The US-led strike in Iraq, which began a week ago, has fuelled anger in the Gaza Strip and West Bank where Saddam has doled out €33m to Palestinian families who have had relatives killed during the uprising against Israel.

“Strike, strike Tel Aviv with chemicals!” more than 4,000 people chanted in the West Bank towns of Tulkarem and Tubas. “Bush, the little one, you are a coward. The land of Iraq is not for you.”

Holding posters of Saddam and waving Iraqi flags, Palestinians in the West Bank stomped over Israeli and US flags placed on the ground.

“All of us believe that this is a time that America should be defeated and only [Saddam] is capable of doing that,” said demonstrator Fatima Mukhtar, 55, who wore a headband with the Arabic inscription: “We Love Saddam.”

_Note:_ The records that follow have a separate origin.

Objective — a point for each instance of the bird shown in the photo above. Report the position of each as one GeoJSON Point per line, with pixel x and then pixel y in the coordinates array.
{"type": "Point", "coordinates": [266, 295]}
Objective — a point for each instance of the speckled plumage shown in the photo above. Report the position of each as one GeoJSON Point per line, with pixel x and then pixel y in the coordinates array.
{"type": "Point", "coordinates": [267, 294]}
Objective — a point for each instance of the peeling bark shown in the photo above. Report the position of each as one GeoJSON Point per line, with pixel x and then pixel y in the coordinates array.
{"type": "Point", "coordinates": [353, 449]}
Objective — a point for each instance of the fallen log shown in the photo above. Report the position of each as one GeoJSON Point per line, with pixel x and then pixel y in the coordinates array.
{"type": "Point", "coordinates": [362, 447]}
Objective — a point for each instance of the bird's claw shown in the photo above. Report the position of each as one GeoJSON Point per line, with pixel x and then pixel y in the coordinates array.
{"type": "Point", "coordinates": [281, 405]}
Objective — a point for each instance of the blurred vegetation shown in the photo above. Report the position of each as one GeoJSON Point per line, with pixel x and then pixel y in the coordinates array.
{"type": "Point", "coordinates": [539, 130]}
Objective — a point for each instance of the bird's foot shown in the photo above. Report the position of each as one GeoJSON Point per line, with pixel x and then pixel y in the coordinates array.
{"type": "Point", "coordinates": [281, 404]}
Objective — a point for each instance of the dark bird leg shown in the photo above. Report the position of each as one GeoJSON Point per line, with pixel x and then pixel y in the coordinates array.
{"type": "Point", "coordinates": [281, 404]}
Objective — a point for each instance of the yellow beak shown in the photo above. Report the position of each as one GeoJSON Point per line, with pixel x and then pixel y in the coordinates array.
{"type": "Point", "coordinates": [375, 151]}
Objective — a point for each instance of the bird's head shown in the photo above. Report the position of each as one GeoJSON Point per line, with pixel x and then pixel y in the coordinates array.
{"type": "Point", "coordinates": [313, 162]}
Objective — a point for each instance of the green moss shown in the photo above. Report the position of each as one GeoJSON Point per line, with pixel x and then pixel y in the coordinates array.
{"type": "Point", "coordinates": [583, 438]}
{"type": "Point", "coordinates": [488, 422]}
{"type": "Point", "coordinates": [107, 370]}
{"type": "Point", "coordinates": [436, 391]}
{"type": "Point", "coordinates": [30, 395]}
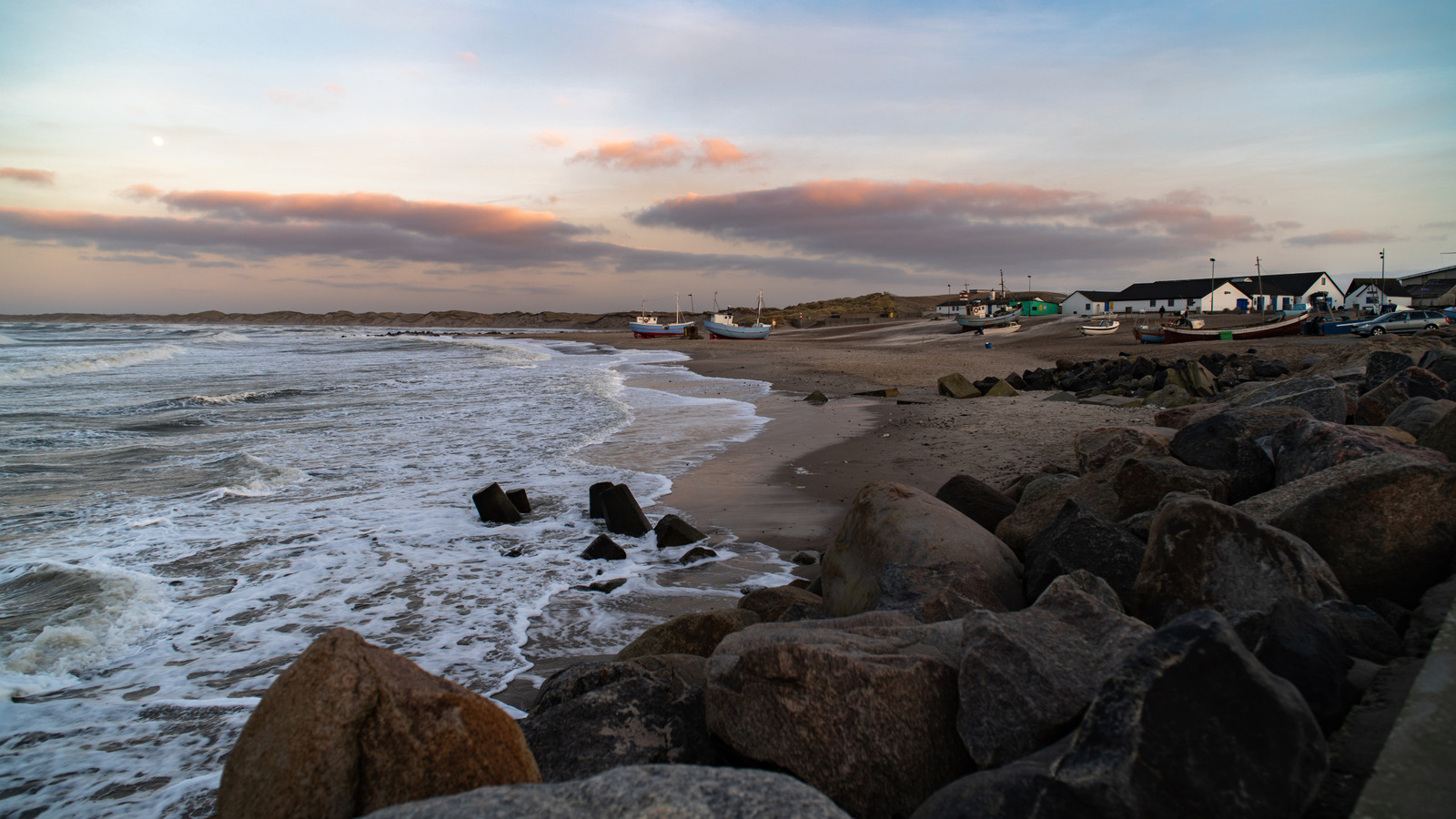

The show of support came as Bush and Blair stressed the importance of a “road map” to Palestinian statehood. Although there has been a steady show of support for Saddam in some West Bank and Gaza towns, the Palestinian Authority has been careful to distance itself from the Iraqi leader.

Palestinian leader Yasser Arafat’s support for Saddam in 1991 cost his people dearly. Gulf nations which had been threatened by Iraq halted funding to Palestinians and deported hundreds of Palestinian workers.